Rahasia Kecerdasan Dibalik Para Perokok









Pada suatu hari seorang wanita aktivis anti tembakau sowan ke ndalem Kiai. Bermaksud meminta fatwa tentang bahaya rokok.“Iya, rokok memang berbahaya. Saya setuju sekali sama sampeyan, Mbak,” kata Kiai mantap. Wajah aktivis LSM anti tembakau yang bertamu siang itu pun langsung berbinar.
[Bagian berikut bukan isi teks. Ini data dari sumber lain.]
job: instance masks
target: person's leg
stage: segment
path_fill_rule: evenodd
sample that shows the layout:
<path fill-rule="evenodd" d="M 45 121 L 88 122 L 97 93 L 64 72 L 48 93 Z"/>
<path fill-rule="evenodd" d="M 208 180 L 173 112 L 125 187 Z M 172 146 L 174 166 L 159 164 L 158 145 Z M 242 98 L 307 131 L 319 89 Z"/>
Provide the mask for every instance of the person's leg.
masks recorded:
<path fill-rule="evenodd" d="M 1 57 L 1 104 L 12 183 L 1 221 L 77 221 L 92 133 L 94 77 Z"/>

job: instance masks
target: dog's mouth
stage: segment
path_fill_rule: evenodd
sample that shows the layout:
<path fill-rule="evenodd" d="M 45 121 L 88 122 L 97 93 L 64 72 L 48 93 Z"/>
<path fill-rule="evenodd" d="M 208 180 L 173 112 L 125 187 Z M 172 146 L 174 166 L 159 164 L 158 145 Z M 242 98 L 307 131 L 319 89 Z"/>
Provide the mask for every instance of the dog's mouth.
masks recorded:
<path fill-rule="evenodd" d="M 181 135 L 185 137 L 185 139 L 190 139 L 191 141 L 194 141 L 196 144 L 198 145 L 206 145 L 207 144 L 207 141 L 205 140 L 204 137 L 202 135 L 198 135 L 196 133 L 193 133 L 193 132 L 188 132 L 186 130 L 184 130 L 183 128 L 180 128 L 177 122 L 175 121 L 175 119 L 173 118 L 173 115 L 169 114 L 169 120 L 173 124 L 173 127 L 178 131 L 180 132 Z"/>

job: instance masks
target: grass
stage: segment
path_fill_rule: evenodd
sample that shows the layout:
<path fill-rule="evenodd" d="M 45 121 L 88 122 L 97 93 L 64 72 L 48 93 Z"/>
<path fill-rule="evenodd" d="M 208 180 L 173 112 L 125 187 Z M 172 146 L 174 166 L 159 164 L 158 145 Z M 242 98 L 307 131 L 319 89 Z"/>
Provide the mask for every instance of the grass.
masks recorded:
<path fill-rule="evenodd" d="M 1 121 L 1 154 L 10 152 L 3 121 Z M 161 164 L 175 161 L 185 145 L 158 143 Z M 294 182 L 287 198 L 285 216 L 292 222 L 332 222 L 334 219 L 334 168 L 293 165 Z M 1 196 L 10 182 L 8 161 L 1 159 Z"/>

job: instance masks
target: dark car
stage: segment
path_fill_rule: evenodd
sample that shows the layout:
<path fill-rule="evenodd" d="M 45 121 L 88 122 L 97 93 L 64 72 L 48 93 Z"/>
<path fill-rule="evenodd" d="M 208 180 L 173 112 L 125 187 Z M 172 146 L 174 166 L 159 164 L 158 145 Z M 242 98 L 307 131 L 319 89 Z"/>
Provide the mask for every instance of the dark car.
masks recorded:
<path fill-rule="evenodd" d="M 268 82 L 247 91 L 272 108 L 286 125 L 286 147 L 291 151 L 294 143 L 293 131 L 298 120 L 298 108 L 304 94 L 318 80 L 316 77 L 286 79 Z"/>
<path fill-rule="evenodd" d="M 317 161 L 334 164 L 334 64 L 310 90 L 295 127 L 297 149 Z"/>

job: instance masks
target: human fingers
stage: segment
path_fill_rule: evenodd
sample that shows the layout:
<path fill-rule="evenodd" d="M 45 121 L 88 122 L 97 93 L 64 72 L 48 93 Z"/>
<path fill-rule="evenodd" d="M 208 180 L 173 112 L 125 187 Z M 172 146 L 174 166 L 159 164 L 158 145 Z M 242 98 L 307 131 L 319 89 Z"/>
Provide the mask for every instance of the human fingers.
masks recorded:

“Begini...” lanjut beliau. “Merokok itu nggak bisa dilakukan sambil terburu-buru. Anda bisa makan, minum, mandi, bepergian, bahkan bekerja dengan cepat dan tergesa. Tapi tidak untuk merokok. Merokok mesti dilakukan seperti... hmmm... gerakan-gerakan shalat. Harus tuma’ninah istilahnya, Mbak. Sedot, tenang, pengendapan sesaat... baru nyebul. Isep lagi, tenang dan pengendapan lagi...sebul lagi. Begitu terus-menerus. Lihat, ngudud sama sekali bukan aktivitas yang cocok untuk orang yang gegabah dan grusa-grusu…”

“Lho, maaf, katanya bahaya, yai? Kok malah nggak bahas bahayanya?” Si aktivis tampak tidak sabar.
“Sebentar..,” sambil tersenyum bijak sang Kiai memberi kode tangan, agar si aktivis diam dulu. “Untuk menghabiskan satu batang rokok, rata-rata dibutuhkan 20-25 kali hisapan. Kalau seorang perokok ngudud 10 batang saja setiap hari, artinya minimal ada 200-250 kali saat jeda tuma’ninah per harinya. Dua ratus kali setiap hari, Mbak! Nah... bayangkan saja jika ia menempuh hidup seperti itu belasan atau bahkan puluhan tahun. Apakah sampeyan yakin yang demikian itu tidak turut membentuk bangunan bawah sadar dan karakter pribadinya?”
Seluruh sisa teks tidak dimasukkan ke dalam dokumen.